- Location: Dibilou, Centre-Nord Region, Burkina Faso
- Date: July 25, 2019 4:45 pm
- Deaths: 22
- Perpetrator: Unknown jihadists
- No. of participants: ~50

= Dibilou massacre =

On July 25, 2019, unknown jihadists attacked the village of Dibilou, Centre-Nord Region, Burkina Faso, killing 22 civilians.

== Background ==
Northern Burkina Faso has been a hotbed of jihadist activity since the start of the jihadist insurgency in Burkina Faso. Tensions between Mossi groups and Fulani groups after the Yirgou massacre in early 2019 led to clashes between these groups in the city of Arbinda in April.
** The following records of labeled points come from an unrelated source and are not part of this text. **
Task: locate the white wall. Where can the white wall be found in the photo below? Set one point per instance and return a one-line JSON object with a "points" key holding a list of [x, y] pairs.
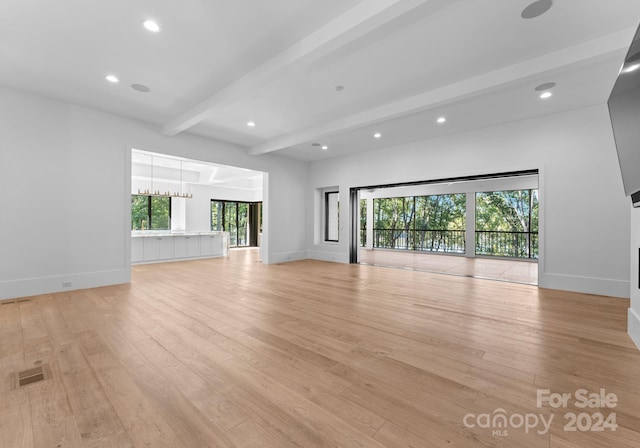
{"points": [[634, 310], [64, 193], [584, 216]]}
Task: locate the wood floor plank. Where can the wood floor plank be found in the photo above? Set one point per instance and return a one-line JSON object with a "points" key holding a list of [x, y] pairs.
{"points": [[142, 421]]}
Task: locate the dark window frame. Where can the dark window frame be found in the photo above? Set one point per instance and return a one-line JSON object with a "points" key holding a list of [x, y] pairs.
{"points": [[237, 222], [150, 209]]}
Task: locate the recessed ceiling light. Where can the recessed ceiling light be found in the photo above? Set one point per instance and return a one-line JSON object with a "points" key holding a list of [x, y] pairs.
{"points": [[140, 88], [545, 86], [536, 9], [151, 25]]}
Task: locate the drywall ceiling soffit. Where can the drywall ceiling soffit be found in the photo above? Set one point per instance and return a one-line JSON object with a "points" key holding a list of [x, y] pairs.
{"points": [[217, 65], [292, 96]]}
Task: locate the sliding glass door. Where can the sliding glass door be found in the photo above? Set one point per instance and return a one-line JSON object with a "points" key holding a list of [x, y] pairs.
{"points": [[237, 218]]}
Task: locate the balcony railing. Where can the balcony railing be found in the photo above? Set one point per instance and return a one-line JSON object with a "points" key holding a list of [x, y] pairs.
{"points": [[507, 244], [449, 241], [492, 243]]}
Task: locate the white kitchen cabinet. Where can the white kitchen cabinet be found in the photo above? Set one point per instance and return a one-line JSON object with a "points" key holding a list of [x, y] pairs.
{"points": [[137, 250], [150, 247]]}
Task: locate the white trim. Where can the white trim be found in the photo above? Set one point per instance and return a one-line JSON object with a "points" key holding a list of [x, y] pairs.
{"points": [[634, 327], [11, 289], [328, 256], [588, 285], [283, 257]]}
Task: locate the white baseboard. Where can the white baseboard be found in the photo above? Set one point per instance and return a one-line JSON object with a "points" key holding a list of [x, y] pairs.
{"points": [[12, 289], [587, 285], [633, 327], [328, 256], [283, 257]]}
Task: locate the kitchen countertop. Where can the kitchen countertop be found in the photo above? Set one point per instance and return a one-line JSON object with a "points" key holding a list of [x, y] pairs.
{"points": [[163, 233]]}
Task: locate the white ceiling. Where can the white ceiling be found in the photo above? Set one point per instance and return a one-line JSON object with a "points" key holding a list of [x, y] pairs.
{"points": [[163, 169], [218, 64]]}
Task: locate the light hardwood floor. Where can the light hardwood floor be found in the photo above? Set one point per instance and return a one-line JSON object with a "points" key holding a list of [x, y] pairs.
{"points": [[233, 353]]}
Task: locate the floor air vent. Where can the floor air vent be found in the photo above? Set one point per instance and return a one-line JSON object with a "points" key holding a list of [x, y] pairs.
{"points": [[9, 302], [26, 377]]}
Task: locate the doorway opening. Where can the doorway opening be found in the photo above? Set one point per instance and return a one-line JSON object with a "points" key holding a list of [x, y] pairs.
{"points": [[482, 226]]}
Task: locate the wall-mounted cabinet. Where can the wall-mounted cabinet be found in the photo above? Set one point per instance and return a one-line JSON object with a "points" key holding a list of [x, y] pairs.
{"points": [[149, 247]]}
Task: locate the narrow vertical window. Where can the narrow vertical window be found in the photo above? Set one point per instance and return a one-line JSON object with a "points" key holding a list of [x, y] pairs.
{"points": [[332, 216]]}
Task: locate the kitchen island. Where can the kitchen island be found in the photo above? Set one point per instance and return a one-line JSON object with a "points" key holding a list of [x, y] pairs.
{"points": [[161, 246]]}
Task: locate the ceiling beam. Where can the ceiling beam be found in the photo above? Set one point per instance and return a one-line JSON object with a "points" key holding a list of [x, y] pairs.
{"points": [[581, 53], [362, 19]]}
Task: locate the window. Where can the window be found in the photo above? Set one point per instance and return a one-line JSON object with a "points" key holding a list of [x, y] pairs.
{"points": [[427, 223], [150, 212], [507, 223], [241, 219], [363, 223], [332, 216]]}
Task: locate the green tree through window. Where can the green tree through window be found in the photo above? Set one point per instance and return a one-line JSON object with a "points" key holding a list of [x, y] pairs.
{"points": [[507, 223], [150, 212]]}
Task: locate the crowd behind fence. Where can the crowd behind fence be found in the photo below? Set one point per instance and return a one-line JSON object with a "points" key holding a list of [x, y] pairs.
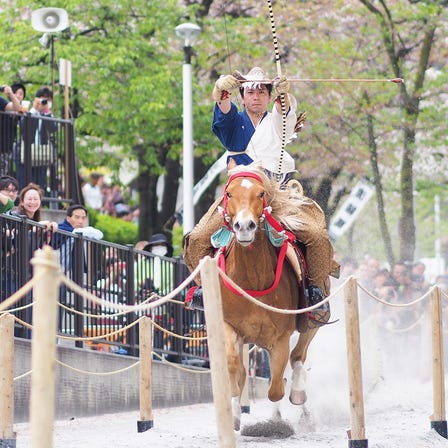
{"points": [[113, 272], [35, 148]]}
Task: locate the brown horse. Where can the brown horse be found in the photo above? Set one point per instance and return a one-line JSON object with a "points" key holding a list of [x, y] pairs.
{"points": [[253, 259]]}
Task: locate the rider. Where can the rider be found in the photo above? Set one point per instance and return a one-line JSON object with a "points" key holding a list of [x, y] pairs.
{"points": [[255, 135]]}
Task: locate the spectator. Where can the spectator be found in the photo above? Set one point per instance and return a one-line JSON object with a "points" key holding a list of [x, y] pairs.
{"points": [[419, 284], [75, 222], [8, 190], [8, 123], [9, 187], [30, 205], [38, 142], [92, 192], [6, 203], [402, 280], [13, 105]]}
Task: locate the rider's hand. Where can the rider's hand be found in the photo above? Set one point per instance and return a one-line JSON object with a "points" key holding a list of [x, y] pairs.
{"points": [[280, 85], [223, 86]]}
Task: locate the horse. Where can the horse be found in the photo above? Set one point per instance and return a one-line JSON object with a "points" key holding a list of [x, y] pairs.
{"points": [[254, 259]]}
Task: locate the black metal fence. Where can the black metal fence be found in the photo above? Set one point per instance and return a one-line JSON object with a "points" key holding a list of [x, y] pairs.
{"points": [[115, 273], [39, 149]]}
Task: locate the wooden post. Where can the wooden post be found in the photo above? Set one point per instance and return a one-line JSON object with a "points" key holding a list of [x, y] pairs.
{"points": [[7, 435], [438, 418], [43, 346], [357, 426], [145, 348], [217, 353], [245, 405]]}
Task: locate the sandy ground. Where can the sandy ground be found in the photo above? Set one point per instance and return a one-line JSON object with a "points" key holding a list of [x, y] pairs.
{"points": [[398, 403]]}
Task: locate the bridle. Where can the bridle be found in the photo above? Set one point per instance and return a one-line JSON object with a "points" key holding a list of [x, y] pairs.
{"points": [[270, 222]]}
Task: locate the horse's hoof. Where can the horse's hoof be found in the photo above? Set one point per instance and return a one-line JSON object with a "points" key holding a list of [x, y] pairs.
{"points": [[297, 397]]}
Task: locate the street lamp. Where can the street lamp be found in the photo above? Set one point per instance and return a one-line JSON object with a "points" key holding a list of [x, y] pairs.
{"points": [[188, 33]]}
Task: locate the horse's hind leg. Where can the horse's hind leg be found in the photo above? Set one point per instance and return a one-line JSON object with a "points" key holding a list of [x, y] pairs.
{"points": [[278, 358], [297, 358], [237, 372]]}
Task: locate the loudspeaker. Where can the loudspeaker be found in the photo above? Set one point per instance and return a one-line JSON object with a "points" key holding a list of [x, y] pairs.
{"points": [[49, 20]]}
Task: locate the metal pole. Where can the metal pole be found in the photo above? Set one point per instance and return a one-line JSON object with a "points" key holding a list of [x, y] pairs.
{"points": [[188, 208]]}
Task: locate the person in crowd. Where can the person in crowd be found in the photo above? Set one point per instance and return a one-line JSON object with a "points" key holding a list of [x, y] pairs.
{"points": [[14, 104], [30, 205], [418, 282], [255, 135], [75, 222], [9, 187], [401, 276], [92, 192], [6, 203], [8, 123], [8, 194], [38, 138]]}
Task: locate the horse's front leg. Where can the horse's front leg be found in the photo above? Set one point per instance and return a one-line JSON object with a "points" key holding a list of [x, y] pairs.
{"points": [[278, 358], [297, 394], [237, 372]]}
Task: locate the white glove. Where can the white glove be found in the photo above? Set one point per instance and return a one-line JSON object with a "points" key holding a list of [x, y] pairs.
{"points": [[225, 83], [280, 85]]}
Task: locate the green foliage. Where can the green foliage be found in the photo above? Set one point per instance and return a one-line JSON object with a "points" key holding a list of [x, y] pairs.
{"points": [[115, 230]]}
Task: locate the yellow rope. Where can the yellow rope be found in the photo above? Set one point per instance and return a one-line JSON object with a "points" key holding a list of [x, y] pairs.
{"points": [[87, 372]]}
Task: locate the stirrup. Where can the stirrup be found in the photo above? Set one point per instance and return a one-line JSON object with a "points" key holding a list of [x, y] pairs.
{"points": [[194, 299], [318, 316]]}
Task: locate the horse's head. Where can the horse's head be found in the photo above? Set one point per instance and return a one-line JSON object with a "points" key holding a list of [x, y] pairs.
{"points": [[244, 203]]}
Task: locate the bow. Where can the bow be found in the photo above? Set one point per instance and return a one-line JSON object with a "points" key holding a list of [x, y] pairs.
{"points": [[282, 96]]}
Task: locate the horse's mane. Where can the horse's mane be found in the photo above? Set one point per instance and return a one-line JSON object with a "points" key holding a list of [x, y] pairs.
{"points": [[284, 203]]}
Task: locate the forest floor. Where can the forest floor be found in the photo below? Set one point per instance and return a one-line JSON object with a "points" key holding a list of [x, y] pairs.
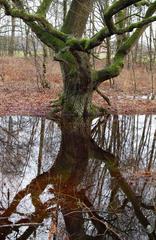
{"points": [[21, 92]]}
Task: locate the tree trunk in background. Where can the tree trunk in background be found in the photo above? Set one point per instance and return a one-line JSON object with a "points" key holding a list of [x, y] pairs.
{"points": [[12, 38]]}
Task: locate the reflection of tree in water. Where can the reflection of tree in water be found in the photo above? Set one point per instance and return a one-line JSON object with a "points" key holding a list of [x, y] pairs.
{"points": [[87, 191]]}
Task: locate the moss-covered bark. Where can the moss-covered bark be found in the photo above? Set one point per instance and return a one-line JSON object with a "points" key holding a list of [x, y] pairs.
{"points": [[72, 50]]}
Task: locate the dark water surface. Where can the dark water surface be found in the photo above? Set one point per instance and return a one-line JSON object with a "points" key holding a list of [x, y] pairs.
{"points": [[78, 180]]}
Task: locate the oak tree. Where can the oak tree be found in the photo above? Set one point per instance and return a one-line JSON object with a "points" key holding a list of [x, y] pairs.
{"points": [[73, 50]]}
The tensions were stoked by the Fulani-majority jihadist group Ansarul Islam, which has a large presence in Soum. On June 10, an Ansarul Islam attack killed 19 civilians in the center of Arbinda. Eight days later, jihadists attacked Belehede, killing eighteen civilians.

== Massacre ==
At the time of the attack, the town of Dibilou had no government-sponsored self-defense militia. This militia had departed the town in early January. A survivor of the massacre in Dibilou stated that around 25 motorcycles, each with two men on them, entered the town at around 4:45pm on July 25. The attackers immediately began shooting at residents, with many hiding in their homes. During the attack, the perpetrators torched the market and several homes.

All of the victims were of Mossi descent, and many bodies were found in the market and in their home. Several other bodies were discovered in their farms on the outskirts of the town. 22 people were killed during the massacre.

== Aftermath ==
Many residents of Dibilou and the neighboring town of Rofenega fled elsewhere following the attack, with many settling in Kaya. No group claimed responsibility for the attack.